第166話 重力加速
祭くんが新しい技を見せてくれる。
ここにきて、まさかジェットスキーなんて隠し玉を見せてくれるとは驚きだ。
思えばずっと、祭くんは地に足をつけてふつうに戦っていた。
手加減しているつもりはないんだろうけど、力を持て余していたのだろうと思う。
レベル9……最高位の魔法能力者の中でも、さらに最強な祭くんらしい話だ。
その彼が、今は追われる獲物として、私の前に立ってくれている。
追う者、追われる者、今の私は頂点資格者に挑む者であり、同時に狩人でもある。
最速の踏み込みで距離を詰めても、ジェットスキーで猛烈に逃げる祭くんには追い付けない。今の私の最速は祭くんの速度に匹敵しているが、同じ速度では追い付けない。

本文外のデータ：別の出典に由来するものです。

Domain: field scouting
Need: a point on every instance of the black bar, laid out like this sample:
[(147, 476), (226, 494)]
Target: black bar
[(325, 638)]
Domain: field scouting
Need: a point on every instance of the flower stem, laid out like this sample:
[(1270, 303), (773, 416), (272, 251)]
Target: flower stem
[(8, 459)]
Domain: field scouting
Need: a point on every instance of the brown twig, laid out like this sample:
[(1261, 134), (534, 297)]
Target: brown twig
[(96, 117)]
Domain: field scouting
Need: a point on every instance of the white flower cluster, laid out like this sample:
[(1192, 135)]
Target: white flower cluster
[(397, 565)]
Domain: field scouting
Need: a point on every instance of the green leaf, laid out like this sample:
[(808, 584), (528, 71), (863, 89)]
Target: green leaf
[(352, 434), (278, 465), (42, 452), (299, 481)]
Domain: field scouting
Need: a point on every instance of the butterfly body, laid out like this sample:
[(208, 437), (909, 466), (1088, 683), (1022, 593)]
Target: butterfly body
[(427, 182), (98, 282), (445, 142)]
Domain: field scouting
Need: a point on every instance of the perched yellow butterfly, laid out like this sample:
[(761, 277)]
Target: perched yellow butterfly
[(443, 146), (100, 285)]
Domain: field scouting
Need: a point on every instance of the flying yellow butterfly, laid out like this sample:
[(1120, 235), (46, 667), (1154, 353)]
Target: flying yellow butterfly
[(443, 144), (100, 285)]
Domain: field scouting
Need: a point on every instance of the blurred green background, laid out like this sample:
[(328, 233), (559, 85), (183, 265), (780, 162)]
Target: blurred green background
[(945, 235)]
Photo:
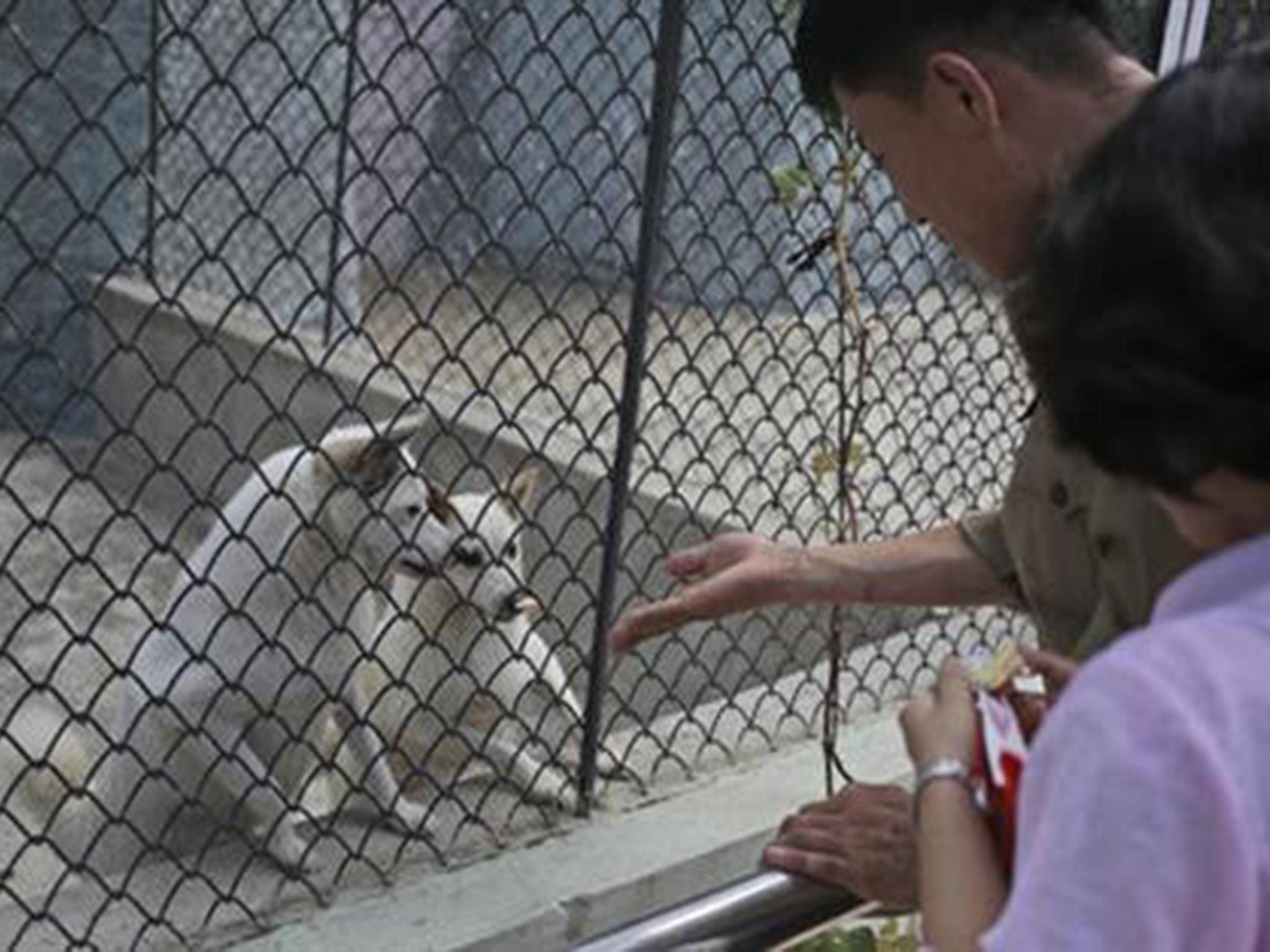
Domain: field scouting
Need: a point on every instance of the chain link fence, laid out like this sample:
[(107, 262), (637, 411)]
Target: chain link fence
[(590, 243)]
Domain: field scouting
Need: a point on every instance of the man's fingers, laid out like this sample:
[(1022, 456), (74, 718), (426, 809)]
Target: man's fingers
[(954, 682), (704, 601), (647, 621), (1055, 669), (689, 562), (840, 831), (819, 866)]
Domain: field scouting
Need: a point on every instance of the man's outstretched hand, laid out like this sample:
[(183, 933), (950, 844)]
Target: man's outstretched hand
[(733, 573), (860, 840)]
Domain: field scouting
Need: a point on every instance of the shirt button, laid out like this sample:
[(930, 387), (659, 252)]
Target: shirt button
[(1059, 495)]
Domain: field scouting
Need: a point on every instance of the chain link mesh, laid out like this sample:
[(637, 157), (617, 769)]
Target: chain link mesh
[(229, 227)]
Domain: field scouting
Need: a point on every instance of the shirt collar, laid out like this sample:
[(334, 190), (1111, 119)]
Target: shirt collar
[(1227, 575)]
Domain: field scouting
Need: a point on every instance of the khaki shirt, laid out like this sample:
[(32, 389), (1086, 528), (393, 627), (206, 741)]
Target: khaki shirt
[(1085, 552)]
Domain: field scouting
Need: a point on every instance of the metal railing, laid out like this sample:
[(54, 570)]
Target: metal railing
[(748, 915)]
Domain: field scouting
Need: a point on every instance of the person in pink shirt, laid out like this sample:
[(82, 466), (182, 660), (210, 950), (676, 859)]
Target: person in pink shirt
[(1145, 814)]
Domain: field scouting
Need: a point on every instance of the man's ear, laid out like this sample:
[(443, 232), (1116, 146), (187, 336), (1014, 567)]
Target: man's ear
[(957, 89), (521, 490)]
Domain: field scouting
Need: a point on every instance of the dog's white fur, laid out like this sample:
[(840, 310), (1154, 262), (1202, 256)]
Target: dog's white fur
[(456, 658), (262, 631)]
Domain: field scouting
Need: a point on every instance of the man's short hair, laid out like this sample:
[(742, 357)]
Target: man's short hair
[(882, 45), (1146, 314)]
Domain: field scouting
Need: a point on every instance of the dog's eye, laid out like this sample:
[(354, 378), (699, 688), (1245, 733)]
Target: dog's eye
[(471, 558)]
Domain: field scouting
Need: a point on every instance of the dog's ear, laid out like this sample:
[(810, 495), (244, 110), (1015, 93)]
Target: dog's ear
[(440, 506), (521, 490), (374, 467)]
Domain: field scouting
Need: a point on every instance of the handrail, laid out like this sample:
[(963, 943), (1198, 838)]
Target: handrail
[(753, 913)]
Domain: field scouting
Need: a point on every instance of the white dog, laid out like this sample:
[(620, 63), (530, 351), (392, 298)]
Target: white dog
[(458, 662), (263, 628)]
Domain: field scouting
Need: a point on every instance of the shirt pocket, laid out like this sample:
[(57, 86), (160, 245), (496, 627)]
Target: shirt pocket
[(1046, 518)]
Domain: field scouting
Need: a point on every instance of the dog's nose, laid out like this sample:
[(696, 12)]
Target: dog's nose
[(510, 607), (518, 603)]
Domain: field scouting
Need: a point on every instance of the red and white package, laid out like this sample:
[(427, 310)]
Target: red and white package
[(1002, 754)]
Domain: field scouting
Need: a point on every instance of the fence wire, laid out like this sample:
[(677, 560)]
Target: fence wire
[(585, 247)]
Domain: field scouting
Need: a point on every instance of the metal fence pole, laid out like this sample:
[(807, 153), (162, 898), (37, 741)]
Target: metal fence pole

私には祭くんのジェットスキーを超える速度が必要だった。
身体強化による踏み込みで追い付けないなら、やはりここは重力操作だ。
進行方向に向けて重力の“場”を作りだし、吸い込まれるように加速する。
半ば全自動で加速してゆく私に対して、祭くんの速度は有限の速度だ。
空気抵抗に邪魔をされ、祭くん自身の身体の強度にも限界が左右される。
むちゃくちゃな軌道で動けば、Gがかかって身体が持たないはずだ。
しかし私の側にそのハンデはない。
重力操作で私の身体が持つ限りは加速できるし、私の身体は身体強化の魔法で常人をはるかに上回る強度を得ている。
だから、勝つのは私だ。
私は真っ向から祭くんの胸元めがけて飛び込んでいく。
狙うは心臓。刀の切っ先で、祭くんを突き殺す!
(いける!)
私はほんの少しだけ、勝利を確信して気をゆるめてしまった。
そのときに、祭くんがにやりと笑った。